GEOG5917 Assignmeent
Lex Comber
January 2022
Contents
Part 1: Description of the Task 1
Part 2: creating a GBM model using the iris data 1
Part 3: Data for Task 5
Part 1: Description of the Task
The assignment is a 2500 word project report due before 2pm on Thursday 10th March 2022.
Your task is to construct a predictive Gradient Boosting Machine (GBM) model of house prices using the
Boston House dataset (see here).
You will be shown how to tune and construct a GBM model using the iris dataset.
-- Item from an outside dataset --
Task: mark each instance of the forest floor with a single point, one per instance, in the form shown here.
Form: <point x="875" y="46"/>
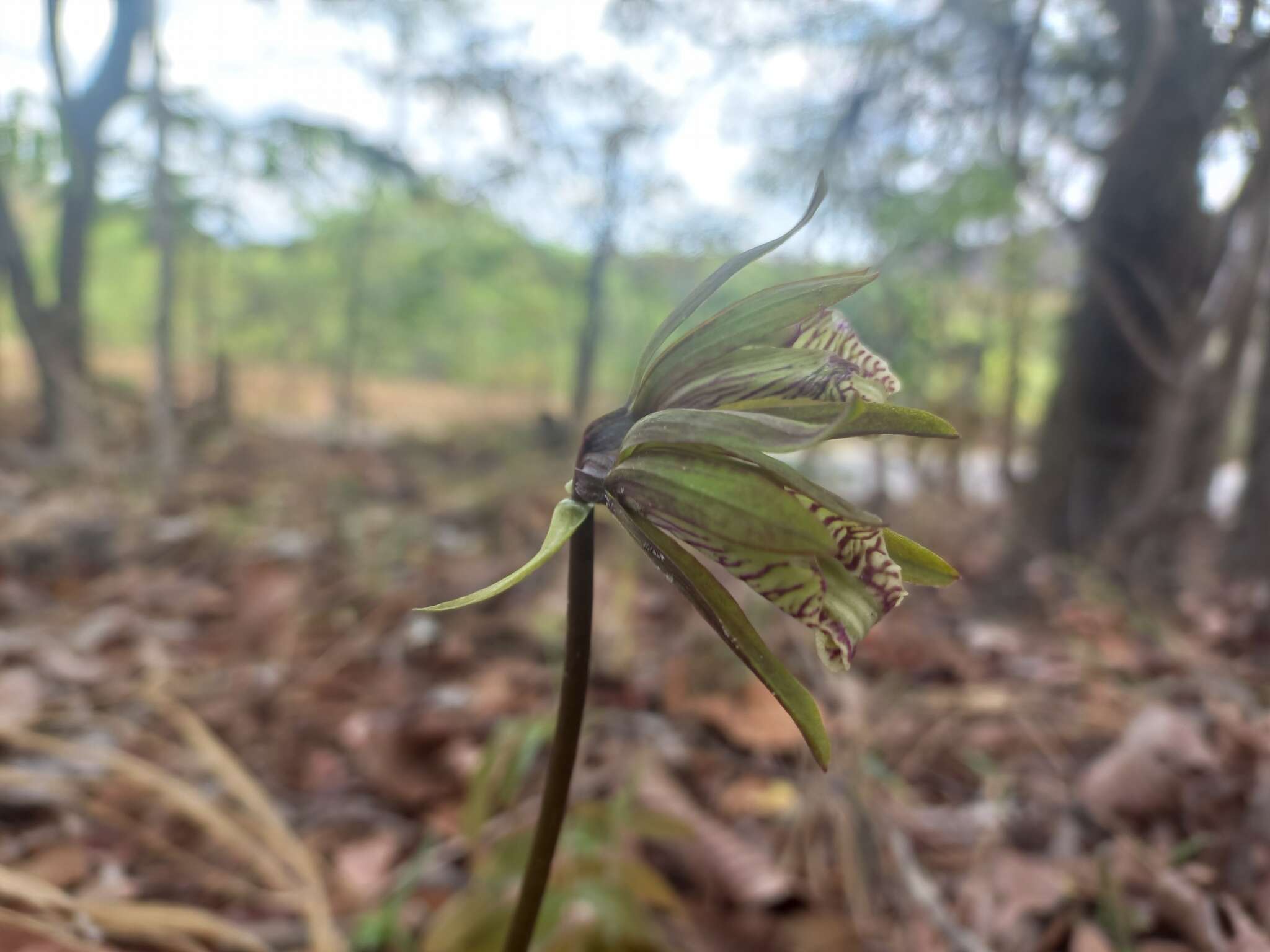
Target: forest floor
<point x="233" y="708"/>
You then have to
construct one for house prices, selecting and transforming any input variables as needed.
You then need to write up what you have done, justifying and discussing any analytical choices you have
made, and evaluating the model (normalising data, training validation splits, variable importance etc)
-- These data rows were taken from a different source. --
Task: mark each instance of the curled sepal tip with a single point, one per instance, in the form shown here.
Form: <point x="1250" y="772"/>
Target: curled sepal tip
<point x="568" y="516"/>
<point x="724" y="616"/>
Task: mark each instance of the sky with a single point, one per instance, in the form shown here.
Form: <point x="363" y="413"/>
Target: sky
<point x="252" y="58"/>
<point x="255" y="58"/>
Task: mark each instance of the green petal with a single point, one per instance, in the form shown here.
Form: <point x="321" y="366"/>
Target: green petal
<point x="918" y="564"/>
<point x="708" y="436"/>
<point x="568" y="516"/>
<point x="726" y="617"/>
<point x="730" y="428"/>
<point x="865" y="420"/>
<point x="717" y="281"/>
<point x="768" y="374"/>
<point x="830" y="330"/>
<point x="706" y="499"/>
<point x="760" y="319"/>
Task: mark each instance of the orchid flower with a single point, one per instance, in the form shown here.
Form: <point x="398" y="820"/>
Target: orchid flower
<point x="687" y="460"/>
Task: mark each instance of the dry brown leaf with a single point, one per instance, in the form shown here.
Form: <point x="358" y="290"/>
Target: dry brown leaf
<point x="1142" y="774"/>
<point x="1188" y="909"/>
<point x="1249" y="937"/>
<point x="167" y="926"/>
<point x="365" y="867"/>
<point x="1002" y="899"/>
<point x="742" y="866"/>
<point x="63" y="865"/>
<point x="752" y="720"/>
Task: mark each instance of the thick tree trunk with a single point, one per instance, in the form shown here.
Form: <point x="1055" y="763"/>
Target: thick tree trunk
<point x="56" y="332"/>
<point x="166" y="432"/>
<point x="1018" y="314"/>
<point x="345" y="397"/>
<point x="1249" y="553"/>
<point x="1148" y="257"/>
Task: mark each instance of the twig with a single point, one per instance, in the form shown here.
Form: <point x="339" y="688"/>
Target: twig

The report should contain the following sections:
1. Introduction: describe the problem, the study aims and the potential advantages of the GBM ap
proach to be used (10 marks)
2. Methods: describe the data, provide a description any data preprocessing, etc that will need to be
undertaken, and your choice of variables for the final model (10 marks)
3. Results: describe the GBM model, its tuning, evaluation and its application. This includes the tuning
results (is it a good model?), the application to validation / tests data, and other considerations (30
marks)
4. Discussion: critically evaluate the model and the results, the method (limitations, assumptions, etc,
linking back to the literature and any areas of future / further work (30 marks)
Up to 20 marks will be awarded for presentational clarity, correct and consistent referencing and critical
reflection. NB The indication of marks in this assignment are a guide to where your effort should be directed
and students should remember that the assignments will be marked using the standard School of Geography
marking criteria for Masters assignments.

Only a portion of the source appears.